Please write a brief response (less than 150 words) to each question. You will have additional opportunities to address these issues.

1. Why are you running? Why should we vote for you? I’m invested in my community, I care about the people who live here, and I want to help our district achieve our potential for being the most vibrant and prosperous part of San Francisco. My community experience has given me the specific knowledge to do this. I know as much about land use and more about the tools of Redevelopment than any other candidate. I know where we can change the Shipyard plans to make them work better for the people who live here now. I know which services the residents of public housing need to participate fully in the revitalization. I have a plan for strengthening our commercial corridors. And more than any other candidate, I have the connections, skills and independence to pull this off. We are stronger united than divided, and I am the candidate who can bring us together.

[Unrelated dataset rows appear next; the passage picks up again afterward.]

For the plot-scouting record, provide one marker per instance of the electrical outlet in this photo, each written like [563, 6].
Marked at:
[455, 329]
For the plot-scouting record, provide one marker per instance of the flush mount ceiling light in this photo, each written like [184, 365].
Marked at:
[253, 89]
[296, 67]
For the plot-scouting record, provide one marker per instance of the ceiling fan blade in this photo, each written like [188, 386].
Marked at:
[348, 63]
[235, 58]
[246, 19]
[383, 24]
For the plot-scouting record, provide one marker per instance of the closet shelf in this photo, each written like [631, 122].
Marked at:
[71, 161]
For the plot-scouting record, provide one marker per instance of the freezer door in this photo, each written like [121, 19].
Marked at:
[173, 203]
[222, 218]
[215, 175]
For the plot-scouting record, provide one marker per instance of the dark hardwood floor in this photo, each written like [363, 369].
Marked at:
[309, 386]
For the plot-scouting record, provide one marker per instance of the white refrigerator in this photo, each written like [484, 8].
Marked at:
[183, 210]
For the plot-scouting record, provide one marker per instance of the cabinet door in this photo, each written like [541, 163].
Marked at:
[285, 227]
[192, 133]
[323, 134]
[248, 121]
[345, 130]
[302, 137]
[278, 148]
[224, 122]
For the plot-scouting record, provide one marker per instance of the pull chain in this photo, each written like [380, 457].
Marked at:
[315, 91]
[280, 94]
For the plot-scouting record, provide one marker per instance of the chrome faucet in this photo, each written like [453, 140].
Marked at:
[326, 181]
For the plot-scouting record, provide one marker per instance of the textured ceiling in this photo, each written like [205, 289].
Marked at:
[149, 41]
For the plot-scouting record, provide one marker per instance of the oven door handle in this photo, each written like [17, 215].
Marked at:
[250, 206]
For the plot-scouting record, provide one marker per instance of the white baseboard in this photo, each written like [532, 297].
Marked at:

2. What sets you apart from your opponents? As chair of the Technical Committee of the Shipyard Restoration Advisory Board and administrator of the EPA’s Technical Assistance Grant, I have a deeper understanding of the environmental conditions in the Shipyard than any other candidate. I’ve served on the Bayview Project Area Committee for four years, giving me insight into the Redevelopment Agency and influence over their decisions. I have run three businesses of my own and worked for corporations large and small. I absorb new technology like a teenager. I’m a lawyer, award-winning author and documentary filmmaker with a unique ability to communicate our strengths to the rest of San Francisco. I live in Hunters Point. When my neighborhood successfully faced down powerful interests to landmarked the Shipwright’s Cottage, I brought together former opponents and united the community in support. According to records online as of June 30, I had more contributions from District 10 than any other candidate.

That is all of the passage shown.